__ Summary and Contributions__: Carlsson’s TDA is one of the most elegant analysis for deciding on the most stable topology of a cloud of points. Here, that theory is used in an innovative manner to study task-evoked within-subject brain state similarities (here expressed as clusters) over the decoded topology. This construct is associated by the authors to the construct of functional connectivity (ln 34) although some argumentation can be made regarding whether the two constructs are analogous or the same. Regardless of the philosophical discussion, this is an excellent paper; with rock solid maths, replicable experiments, strong and clear results, and conclusions commensurate with evidence provided.
It is my understanding, that the distinctive key to the proposal is (i) the chosen projection to the cubical complex as this defines the topology from where the filtration of the simplicial complex is derived, and (ii) the trajectory analysis, which encodes the solution to the neuroscientific question at hand. Although, the method is exemplified to capture age differences, it is easy to see how the proposed method can be reused to explore other questions.
In terms of innovation, this paper is arguably the best of my reviewing lot for this year. Moreover, the paper makes a critical statement: the simplicial complex generalizes the graph (ln 64). This is known -no news here-, yet the remark is extremely important in my opinion; despite all the excellent contributions to understanding brain function based on graph theory, the graph (any kind!) is insufficient to express all the complexity of the brain integrational activity and thus more general mathematical objects must be explored.

__ Strengths__: + The maths in section 2 makes an excellent effort to convey the essence of TDA, which is otherwise an extremely sophisticated theory. The complement in A.1 is superb.
+ This is a very innovative work.

__ Weaknesses__: + The link between the construct explored and “classical” neuroscientific questions e.g. connectivity or other is weak. This could be strength, if indeed it is a new construct with value for neuroscience, but this is not shown.
+ Synthetic verification and validation is lacking.

__ Correctness__: The underpinning TDA theory is very strong mathematically. Theorem 1 (stability) is relatively simple, and the proof in the supplementary material is virtually trivial. So unless I’m missing something, as far as I can tell, the theory is correct.
Experimentally, the authors have opted for a relatively simple design which also add to the strength of the paper and the message. The dataset is external and hence, control over its acquisition is limited, but this is in principle irrelevant for the hypothesis made.

__ Clarity__: Given the complexity of the underpinning theory (TDA), the clarity is excellent in my opinion (although I may be biased in the sense that I am fairly familiar with TDA).

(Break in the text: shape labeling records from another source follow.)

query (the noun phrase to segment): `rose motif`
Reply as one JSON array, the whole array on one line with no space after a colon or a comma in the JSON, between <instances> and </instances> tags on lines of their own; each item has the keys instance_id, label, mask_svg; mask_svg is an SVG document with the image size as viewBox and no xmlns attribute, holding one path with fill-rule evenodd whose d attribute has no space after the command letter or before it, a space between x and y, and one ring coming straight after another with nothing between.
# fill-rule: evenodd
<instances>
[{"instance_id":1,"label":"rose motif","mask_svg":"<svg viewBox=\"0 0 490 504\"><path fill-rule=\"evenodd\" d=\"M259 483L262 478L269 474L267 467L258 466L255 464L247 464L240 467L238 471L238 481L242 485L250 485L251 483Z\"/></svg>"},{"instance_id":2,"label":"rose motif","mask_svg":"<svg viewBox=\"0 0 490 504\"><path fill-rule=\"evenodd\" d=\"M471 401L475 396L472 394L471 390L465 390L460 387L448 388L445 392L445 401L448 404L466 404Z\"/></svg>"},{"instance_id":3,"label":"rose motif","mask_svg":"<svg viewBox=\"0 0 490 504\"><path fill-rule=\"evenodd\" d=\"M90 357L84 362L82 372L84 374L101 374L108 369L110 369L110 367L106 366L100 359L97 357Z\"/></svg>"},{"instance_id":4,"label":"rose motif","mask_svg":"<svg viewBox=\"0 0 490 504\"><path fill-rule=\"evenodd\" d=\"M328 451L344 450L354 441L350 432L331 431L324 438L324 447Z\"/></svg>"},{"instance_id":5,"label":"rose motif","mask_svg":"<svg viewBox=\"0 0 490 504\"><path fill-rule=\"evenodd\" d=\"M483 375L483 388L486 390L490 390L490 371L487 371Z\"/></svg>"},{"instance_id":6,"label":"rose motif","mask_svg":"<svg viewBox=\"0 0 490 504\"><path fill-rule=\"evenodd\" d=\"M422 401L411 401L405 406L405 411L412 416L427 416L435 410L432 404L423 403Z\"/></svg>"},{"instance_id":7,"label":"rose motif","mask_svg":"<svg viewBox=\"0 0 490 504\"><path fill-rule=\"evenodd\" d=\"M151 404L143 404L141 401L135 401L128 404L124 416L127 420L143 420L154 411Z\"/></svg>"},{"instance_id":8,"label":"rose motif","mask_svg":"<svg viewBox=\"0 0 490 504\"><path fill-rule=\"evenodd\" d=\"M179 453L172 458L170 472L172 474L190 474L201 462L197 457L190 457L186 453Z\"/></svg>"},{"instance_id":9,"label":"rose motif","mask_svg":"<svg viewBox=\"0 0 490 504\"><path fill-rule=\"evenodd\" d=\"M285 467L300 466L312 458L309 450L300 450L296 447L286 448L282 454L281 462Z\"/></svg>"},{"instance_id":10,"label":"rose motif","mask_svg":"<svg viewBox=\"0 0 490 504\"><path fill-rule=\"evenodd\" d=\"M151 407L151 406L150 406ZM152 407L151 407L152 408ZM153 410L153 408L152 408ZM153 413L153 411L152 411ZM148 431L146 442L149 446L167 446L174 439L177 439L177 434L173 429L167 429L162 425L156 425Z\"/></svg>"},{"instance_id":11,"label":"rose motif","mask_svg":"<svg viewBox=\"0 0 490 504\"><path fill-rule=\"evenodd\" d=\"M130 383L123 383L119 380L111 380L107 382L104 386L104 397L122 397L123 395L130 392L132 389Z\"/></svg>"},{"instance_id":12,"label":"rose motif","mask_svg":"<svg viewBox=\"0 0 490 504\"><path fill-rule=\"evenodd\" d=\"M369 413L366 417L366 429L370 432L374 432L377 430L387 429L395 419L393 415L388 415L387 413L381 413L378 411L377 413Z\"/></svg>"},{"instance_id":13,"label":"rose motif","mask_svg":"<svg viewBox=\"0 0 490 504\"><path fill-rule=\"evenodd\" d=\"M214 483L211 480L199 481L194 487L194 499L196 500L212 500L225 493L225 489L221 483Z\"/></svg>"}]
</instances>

A novice may struggle to follow.
The rest of the paper, introductions, experiment description and results are also easy to follow again if you are somewhat knowledgeable in the field. Perhaps only some more detail on the description of the processing of the MRI dataset is missed e.g. specific functions and parameterizations. (Note that this is not the description of the fMRI dataset, which can be found in Supp. Material A.3)
Figures labelling in some cases are unreadable because of font size (sorry, I’m old and my sight is starting to fail!). Since some of the colors are only for aesthetics purposes e.g. Fig 2c, FigA.5, etc they can be perhaps be avoided to avoid potential confusion.

__ Relation to Prior Work__: The relation to previous work is perhaps one of the weakest parts of the paper. However, the text is very dense throughout the full draft -the authors succeed in saying a lot with very few words-, hence, I believe that they might have sacrificed a bit of the referential framework, to have more room for presenting their research which is a totally understandable decision.

__ Reproducibility__: Yes

__ Additional Feedback__: + Something that I appreciate from graph theory analysis in neuroscience, is that most properties of the graph have a clear neuroscientific interpretation. Bringing a new object to the field, requires some time to establish such a “dictionary” between mathematical properties and associated domain interpretations. Here, the curvature analysis is fascinating from a mathematical point of view, and it is brilliantly used to discriminate groups. However, prediction does not necessarily go hand in hand with explanation, and I reckon there would be other mathematical properties of the trajectory object that would be expressive of such group differences. Is there any translational meaning of the curvature to neuroscience?
+ Only face validity is established. Other types of validity could have been attempted -although I reckon the authors are keeping this for a journal-.
+ The relevance of the work in my opinion is beyond doubt. Notwithstanding, it is difficult not to wonder whether a simpler approach would have perhaps succeeded in answering the question at hand. No effort is made to show whether this is the case or not. For instance, in the coarsest sense, classification of age groups from the observations could have been addressed from a classical classification approach leading also to significant differences.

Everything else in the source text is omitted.